Auch bei Babys, die mit der Flasche (egal ob mit Muttermilch oder Muttermilchersatznahrung) ernährt werden, ist es wichtig, auf ihre frühen Hungerzeichen zu achten und Signale der Sättigung wahrzunehmen. Bei der Flaschenfütterung ist die Wahrscheinlichkeit der Überfütterung größer, da man schnell mal „die ganze Flasche leergetrunken sehen will“. Auch bei der Flaschenfütterung solltest du dein Baby im Arm und mit Augenkontakt halten. Diese Nähe stärkt sein Urvertrauen und ist wichtig für die Entwicklung. Bitte lasse Dein Kind nicht seine Flasche allein halten. Auch ist es wichtig für die Entwicklung der Auge-Hand-Koordination regelmäßig die Seite beim Füttern zu wechseln. Berühre zu Beginn der Flaschenmahlzeit sanft den Mund deines Babys mit dem Sauger und lass es ihn allein einsaugen. Das ist das natürliche Saugverhalten der Babys und kann auch bei der Flasche umgesetzt werden. Das Loch des Flaschensaugers sollte kleinstmöglich gewählt werden, um eine gesunde Entwicklung der Mundmuskulatur zu gewährleisten, denn die angemessene Dauer einer Flaschenmahlzeit beträgt ca. 20-25min. Der Flaschensauger sollte dabei auch so weich und an der Basis so breit wie möglich sein, damit dein Baby den Mund weit öffnet und sein angeborenes wellenartiges Muster der Zunge beim Saugen ausüben kann.

Die Flaschenfütterung verführt natürlich dazu, Verwandte und Freunde ebenfalls dein Baby füttern zu lassen. Für das Urvertrauen und das Bonding ist es jedoch wichtig, die Flaschenfütterung möglichst durch die Mutter und den Vater allein durchzuführen oder aber maximal zwei Bezugspersonen mit einzubeziehen.

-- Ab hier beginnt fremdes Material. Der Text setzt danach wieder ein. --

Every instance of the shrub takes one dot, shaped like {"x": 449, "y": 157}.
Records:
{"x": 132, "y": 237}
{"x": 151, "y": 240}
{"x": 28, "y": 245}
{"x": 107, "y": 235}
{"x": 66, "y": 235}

Pre, 1er, 2er?  – Durchblick im Dschungel der Muttermilchersatzprodukte

Volladaptierte Säuglingsmilch (Pre-Nahrung) kommt der Muttermilch in der Zusammensetzung der wichtigsten Nährstoffe, wie Fett, Eiweiß, Laktose. etc am nächsten. Diese Säuglingsmilch darf bis zum Ende der Flaschenernährung gefüttert werden. Sie ist eher dünnflüssig und daher nicht so sättigend wie Folgemilch. Füttern nach Bedarf ist aus diesem Grund möglich und wichtig. Hypoallergene Nahrung sollte nur eingesetzt werden, wenn in der engen Familie Allergien bekannt sind.

Folgemilch mit dem Zusatz 1er ist sämiger und sollte frühestens ab dem 4. Monat gegeben werden, wenn man es denn unbedingt möchte. Lediglich der Eiweißgehalt entspricht ungefähr dem der Muttermilch. Sie bekommt z.B. Saccharose und Stärke hinzu, was das Kind mehr sättigt. Dadurch steigt die Gefahr der Überernährung.

Folgemilch mit dem Zusatz 2er sollte frühesten ab dem 8. Monat gefüttert werden, da aufgrund des Eiweißgehalts die Gefahr einer Nierenüberlastung bei zu frühem Einsatz besteht. Sie steht der Kuhmilch am nächsten und bietet dem Kind keine nennenswerten Vorteile mehr. 2er Folgemilch deckt den Nährstoffbedarf eines Babys nicht und sollte ausschließlich in Zusammenhang mit eingeführter Beikost stehen.

Wird dein Baby also mit Muttermilchersatznahrung ernährt, kannst du also gut mit Pre-Nahrung auskommen.

Zum Einsatz von Spezialnahrung bei bestimmten Krankheiten berät dich dein Kinderarzt.

Zubereitung von Muttermilchersatznahrung

Bitte befolge stets die Angaben des Herstellers deiner gewählten Säuglingsmilch bei der Zubereitung!

Künstliche Säuglingsnahrung sollte immer frisch zubereitet werden. Dafür koche Wasser ab und lasse es auf ca. 50 Grad abkühlen, bevor du die entsprechende Pulvermenge hinzugibst. Achte hierbei unbedingt auf die Mengenempfehlung des Herstellers und experimentiere nicht mit einer höheren oder niedrigeren Dosierung. Du würdest damit den Nährstoffgehalt verändern, was unter Umständen deinem Baby schaden kann. Die Milch wird erst gefüttert, wenn sie auf ca. 37 Grad abgekühlt ist. Sollte dein Baby nicht alles trinken, darf die Milch nicht erneut bei der nächsten Mahlzeit erwärmt werden. Hier und auch beim längeren Transport bereits warmer und angerührter Milch vermehren sich Keime sehr schnell.